Fed posiada obligacje skarbowe warte 7,2 bln dolarów. Z 27 bln wyemitowanych. Kontroluje więc prawie 26 proc. obligacyjnego długu. Inwestorzy zagraniczni posiadają natomiast papiery warte 7,1 bln USD – Fed ma ich więcej niż zagraniczni wierzyciele po raz pierwszy od prawie pięciu dekad. Pozostała część należy do tych, którzy muszą je kupować – banków, ubezpieczycieli, funduszy emerytalnych i inwestycyjnych. Czy powody są polityczne (największymi zagranicznymi wierzycielami USA są Japonia i Chiny), czy inne – amerykańskie obligacje, których rentowność jest trzymana przez bank centralny w sposób sztuczny – przestają przyciągać zagranicznych inwestorów. W ciągu zaledwie dekady udział inwestorów zagranicznych spadł z 60 proc. do 25 proc. Siłą rzeczy, wycena długu przestaje być rynkowa, bo Fed nie jest rynkowym graczem, inwestującym swój kapitał lub kapitał otrzymany od klientów. Fed kreuje pieniądze w dowolnej ilości. Aktualnie przeznacza do 120 mld dolarów miesięcznie na skup obligacji, a skala tych interwencji zależna jest tylko od decyzji rady gubernatorów Fed.
Jeśli jednak przypuszczenia Powella o wycenie akcji adekwatnej do niskich stóp procentowych weźmiemy za właściwie wytłumaczenie niegasnącej hossy na Wall Street (a nie jest pierwszym, który przedstawia podobną teorię), a jednocześnie wiemy o tym, że obligacje utrzymują rentowność w sposób sztuczny, nierynkowy, wówczas i wyceny na Wall Street odbiegają mocno od rzeczywistych wartości. Mimo wszystko konstrukcja, w której Wall Street opiera się o Fed jest stabilna i może utrzymać się jeszcze bardzo długo nim zaufanie do Fed zostanie nadszarpnięte. Może to sprawić chyba tylko wybuch inflacji, a na razie na nic takiego się nie zanosi. Mimo wszystko warto obserwować zmagania rentowności 30-letnich z poziomem 1,75 proc., którego przełamanie byłoby sygnałem zmiany nastawienia inwestorów do dalszej polityki Fed. Próba jego pokonania dwa tygodnie temu nie powiodła się, ale w minionym tygodniu rentowność próbowała wrócić powyżej 1,7 proc. – coraz krótsze odstępy czasu między kolejnymi podejściami rentowności i coraz płytsze korekty (tj. okresy spadku rentowności) mogą sugerować, że miliardy dziennie na skup papierów z rynku, przestają wystarczać. Wciąż jednak to tylko obawy i przypuszczenia – realnej zmiany na rynku nie widać.
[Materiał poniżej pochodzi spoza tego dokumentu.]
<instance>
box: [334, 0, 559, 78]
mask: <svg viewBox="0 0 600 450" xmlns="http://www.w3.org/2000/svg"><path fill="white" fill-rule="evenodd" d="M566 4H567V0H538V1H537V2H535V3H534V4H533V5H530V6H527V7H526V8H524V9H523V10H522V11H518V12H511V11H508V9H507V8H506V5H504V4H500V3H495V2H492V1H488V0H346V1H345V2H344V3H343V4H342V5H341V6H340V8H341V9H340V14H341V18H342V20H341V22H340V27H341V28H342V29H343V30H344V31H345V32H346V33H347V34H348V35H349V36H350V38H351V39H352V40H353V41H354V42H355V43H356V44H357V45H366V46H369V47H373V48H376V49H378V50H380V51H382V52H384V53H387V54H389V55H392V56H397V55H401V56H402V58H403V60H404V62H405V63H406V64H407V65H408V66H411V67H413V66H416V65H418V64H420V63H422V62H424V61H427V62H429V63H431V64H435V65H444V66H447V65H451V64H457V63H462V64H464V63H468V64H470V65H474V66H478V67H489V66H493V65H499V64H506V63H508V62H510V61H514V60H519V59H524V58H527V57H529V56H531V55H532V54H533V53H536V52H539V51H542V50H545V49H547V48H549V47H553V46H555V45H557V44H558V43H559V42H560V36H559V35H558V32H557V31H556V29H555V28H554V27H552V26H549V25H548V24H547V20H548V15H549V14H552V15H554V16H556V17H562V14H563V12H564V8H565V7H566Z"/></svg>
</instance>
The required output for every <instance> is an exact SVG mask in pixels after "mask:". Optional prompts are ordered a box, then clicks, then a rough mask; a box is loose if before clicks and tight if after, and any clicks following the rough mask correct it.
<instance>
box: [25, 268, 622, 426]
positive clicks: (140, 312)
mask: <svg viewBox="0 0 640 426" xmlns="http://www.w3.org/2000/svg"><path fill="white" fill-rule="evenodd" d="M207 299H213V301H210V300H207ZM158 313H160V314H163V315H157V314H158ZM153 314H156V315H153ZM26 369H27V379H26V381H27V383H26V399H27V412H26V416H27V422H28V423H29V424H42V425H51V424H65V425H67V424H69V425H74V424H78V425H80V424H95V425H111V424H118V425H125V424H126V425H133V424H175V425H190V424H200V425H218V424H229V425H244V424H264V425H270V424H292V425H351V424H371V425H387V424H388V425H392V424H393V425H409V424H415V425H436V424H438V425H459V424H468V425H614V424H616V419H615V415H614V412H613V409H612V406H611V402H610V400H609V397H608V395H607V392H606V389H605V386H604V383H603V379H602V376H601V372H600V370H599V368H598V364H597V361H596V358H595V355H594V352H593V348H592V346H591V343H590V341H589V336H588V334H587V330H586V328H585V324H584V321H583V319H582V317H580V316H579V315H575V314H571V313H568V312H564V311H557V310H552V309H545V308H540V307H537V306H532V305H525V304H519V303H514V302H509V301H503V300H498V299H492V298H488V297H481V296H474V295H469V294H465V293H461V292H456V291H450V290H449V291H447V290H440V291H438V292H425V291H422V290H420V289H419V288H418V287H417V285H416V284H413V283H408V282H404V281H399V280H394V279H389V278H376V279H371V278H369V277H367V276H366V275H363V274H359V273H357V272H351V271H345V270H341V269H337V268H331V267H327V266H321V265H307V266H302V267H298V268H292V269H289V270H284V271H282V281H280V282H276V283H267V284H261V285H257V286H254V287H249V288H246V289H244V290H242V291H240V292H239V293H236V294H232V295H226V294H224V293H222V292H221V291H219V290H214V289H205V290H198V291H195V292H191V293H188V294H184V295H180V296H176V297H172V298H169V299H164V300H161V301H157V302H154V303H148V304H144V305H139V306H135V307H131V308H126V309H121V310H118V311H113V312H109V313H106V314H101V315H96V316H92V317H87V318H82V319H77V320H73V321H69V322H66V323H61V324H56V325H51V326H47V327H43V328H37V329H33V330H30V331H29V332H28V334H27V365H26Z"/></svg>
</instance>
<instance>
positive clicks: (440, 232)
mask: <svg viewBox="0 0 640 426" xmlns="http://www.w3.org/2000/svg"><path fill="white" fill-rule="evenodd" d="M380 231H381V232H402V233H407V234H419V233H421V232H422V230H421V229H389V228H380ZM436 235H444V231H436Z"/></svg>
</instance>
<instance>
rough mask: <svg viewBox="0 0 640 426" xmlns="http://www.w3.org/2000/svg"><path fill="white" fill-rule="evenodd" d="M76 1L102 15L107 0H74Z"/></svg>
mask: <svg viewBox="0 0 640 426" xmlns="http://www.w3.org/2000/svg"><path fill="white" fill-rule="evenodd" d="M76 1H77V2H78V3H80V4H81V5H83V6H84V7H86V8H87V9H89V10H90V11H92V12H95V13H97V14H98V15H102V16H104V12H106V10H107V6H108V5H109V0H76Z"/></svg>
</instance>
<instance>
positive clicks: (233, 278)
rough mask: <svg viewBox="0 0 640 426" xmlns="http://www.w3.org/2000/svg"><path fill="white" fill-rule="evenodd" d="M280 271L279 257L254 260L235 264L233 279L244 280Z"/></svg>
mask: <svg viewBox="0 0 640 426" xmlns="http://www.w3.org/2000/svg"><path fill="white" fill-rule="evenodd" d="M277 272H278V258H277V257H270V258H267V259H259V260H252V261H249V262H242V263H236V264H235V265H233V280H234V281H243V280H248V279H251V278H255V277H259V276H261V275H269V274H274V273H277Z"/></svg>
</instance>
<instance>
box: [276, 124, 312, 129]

Końcówka roku zastała rodzimy rynek obligacji korporacyjnych w dobrej kondycji. Kiedy przed rokiem rynek się ożywił, przyczyną miało być tylko jego odblokowanie po nowelizacji ustawy o obligacjach. Teraz jednak możemy mówić o napływie kapitału. Największe emisje zamknęły się w pierwszych dniach grudnia, do ostatnich dni przed świętami trwają małe emisje publiczne, z emisją w tym roku zdążył też MCI Management, który prawie 22 mln zł pozyskał na 4,5 proc., choć w połowie roku płacił 8 proc. Być może ta emisja jest najlepszą ilustracją tego, co działo się na rynku obligacji w 2020 r. Od euforii zakupów, po paniczną wyprzedaż, ostrożne podbieranie przecenionych papierów, ożywienie rynku pierwotnego po wakacjach, aż po plasowane w biegu kolejne emisje obligacji w końcówce roku. Niestety, oferta dla inwestorów indywidualnych pozostała skromna.